Leno’s take? Comedy should be common ground.

“Funny is funny,” he said. “It’s funny when someone who’s not….when you make fun of their side and they laugh at it, you know, that’s kind of what I do. I just find getting out — I don’t think anybody wants to hear a lecture.”


😂 Jimmy Fallon Proved It

When Kimmel got benched, Fallon did something radical: he made people laugh. Outkick even noticed the miracle:

While Jon Stewart and Stephen Colbert lectured America on the First Amendment – without any facts, of course – Jimmy Fallon managed to do the impossible last night. He … made people laugh.

Imagine that — a late-night host using comedy for humor instead of a sermon.


🎧 Adam Carolla’s Warning

Adam Carolla chimed in with the reality check:

“That a modern part of the media landscape is that when some shocking attack happens, there will be immediate narratives where each side tries to pin the blame on the other.

I don’t like the government getting involved. And I’ve heard every side of the story. And, in general, I just want people to speak, and then the ratings will do the talking. And then you can support them or not support them.”

Carolla’s point? Once you reduce your opponents to “cartoon characters,” you’re no longer doing comedy — you’re running propaganda.


🙄 Letterman & Cruz

David Letterman, true to form, called Colbert’s firing “pure cowardice.” That’s rich coming from the guy who hasn’t told a funny joke since the Reagan administration. Funny how Letterman stayed quiet about Kimmel — maybe even he knew better.

I still respect Senator Cruz, but didn’t feel his comments defending Kimmel were justified. He has accused the head of America’s broadcast regulator of acting like “a mafioso” in the suspension of late-night host Jimmy Kimmel – the sharpest attack yet from a conservative Republican on the controversy. But that’s the beauty of America for the sane among us: we can disagree without calling for blood.


🔪 Kimmel’s Final Sin

But Kimmel’s case is worse than bad jokes. He used ABC’s platform to spread a flat-out lie — claiming Charlie Kirk was shot by a supporter. Wrong. It was a left-wing, transgender loving, radical moron and a child trained to shoot like Lee Harvey Oswald. The indictment made that clear.

Kimmel had every chance to walk back the smear. He didn’t.
He could’ve honored the grieving family with honesty. He didn’t.
He could’ve looked into the camera and said, “I was wrong.” He didn’t.

This is the pattern: mock conservatives, smear Christians, vilify Republicans. Then, when the truth comes out, retreat into silence or issue a limp apology tweet.
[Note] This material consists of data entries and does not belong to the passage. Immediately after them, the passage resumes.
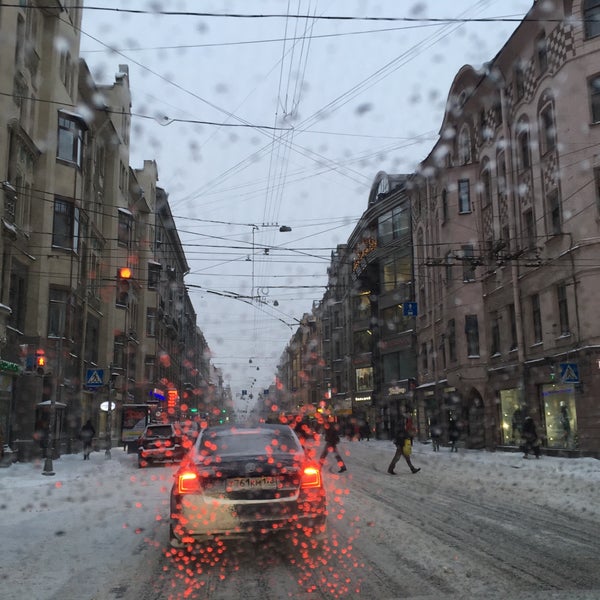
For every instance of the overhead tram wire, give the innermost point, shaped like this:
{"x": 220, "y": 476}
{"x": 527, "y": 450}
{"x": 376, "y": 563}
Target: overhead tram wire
{"x": 337, "y": 103}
The stain lingers, the audience remembers.


💥 Vive la Révolution

Here’s what’s different now:

  • Conservatives are energized. Outrage isn’t just a private grumble anymore — it’s public, loud, and organized.
  • Businesses are paying attention. Companies don’t exist to serve ideology. They exist to serve customers. When a host brings shame, it’s bad for business. And they have decided that maybe now is a good time to be on the RIGHT side instead of the wrong – chopping off a few heads, employees and even so -called unfunny celebrities pay the price just to prove how they are now with us. Making their typical mantra of how fair and balanced they are instead of letting the leftards have their way.
  • The double standard is cracking. For a decade, conservatives swallowed the punishment: job loss, deplatforming, banking bans, public shaming. Now the tables are turning.
  • Cancel Culture – reversed to the left where it belongs. Cancel THIS!

Cancel culture was always about silencing dissent. Now it’s about time we say: not on our watch.
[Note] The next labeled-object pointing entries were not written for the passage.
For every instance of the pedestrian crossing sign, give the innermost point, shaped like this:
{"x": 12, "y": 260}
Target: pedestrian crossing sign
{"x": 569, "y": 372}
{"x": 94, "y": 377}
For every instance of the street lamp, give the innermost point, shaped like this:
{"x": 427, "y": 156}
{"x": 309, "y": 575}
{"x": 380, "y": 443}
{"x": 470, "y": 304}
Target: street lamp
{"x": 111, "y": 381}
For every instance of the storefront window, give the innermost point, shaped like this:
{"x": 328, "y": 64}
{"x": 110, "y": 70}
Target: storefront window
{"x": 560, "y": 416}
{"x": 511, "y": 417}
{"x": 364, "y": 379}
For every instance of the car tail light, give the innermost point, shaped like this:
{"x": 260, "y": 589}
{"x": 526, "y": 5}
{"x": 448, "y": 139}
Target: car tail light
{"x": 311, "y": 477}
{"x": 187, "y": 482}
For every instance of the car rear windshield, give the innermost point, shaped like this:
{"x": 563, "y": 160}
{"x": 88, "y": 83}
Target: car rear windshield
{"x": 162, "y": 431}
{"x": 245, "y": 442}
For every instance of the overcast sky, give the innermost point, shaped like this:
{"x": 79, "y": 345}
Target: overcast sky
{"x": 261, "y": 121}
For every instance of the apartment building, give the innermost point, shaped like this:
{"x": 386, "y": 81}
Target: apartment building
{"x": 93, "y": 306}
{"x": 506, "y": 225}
Kimmel isn’t the first to fall, and he won’t be the last. There was a flaw in his Kevlar, he wasn’t as bullet proof as he thought!


🔮 Chatrodamus Predicts

  • Another late-night “lecturer” will follow Kimmel into oblivion within six months.
  • Comedy will finally remember that funny beats self-righteous.
  • The revolution isn’t coming — it’s here. Conservatives are done playing defense.

Game over, Jimmy. America didn’t stop laughing — it just stopped laughing with you.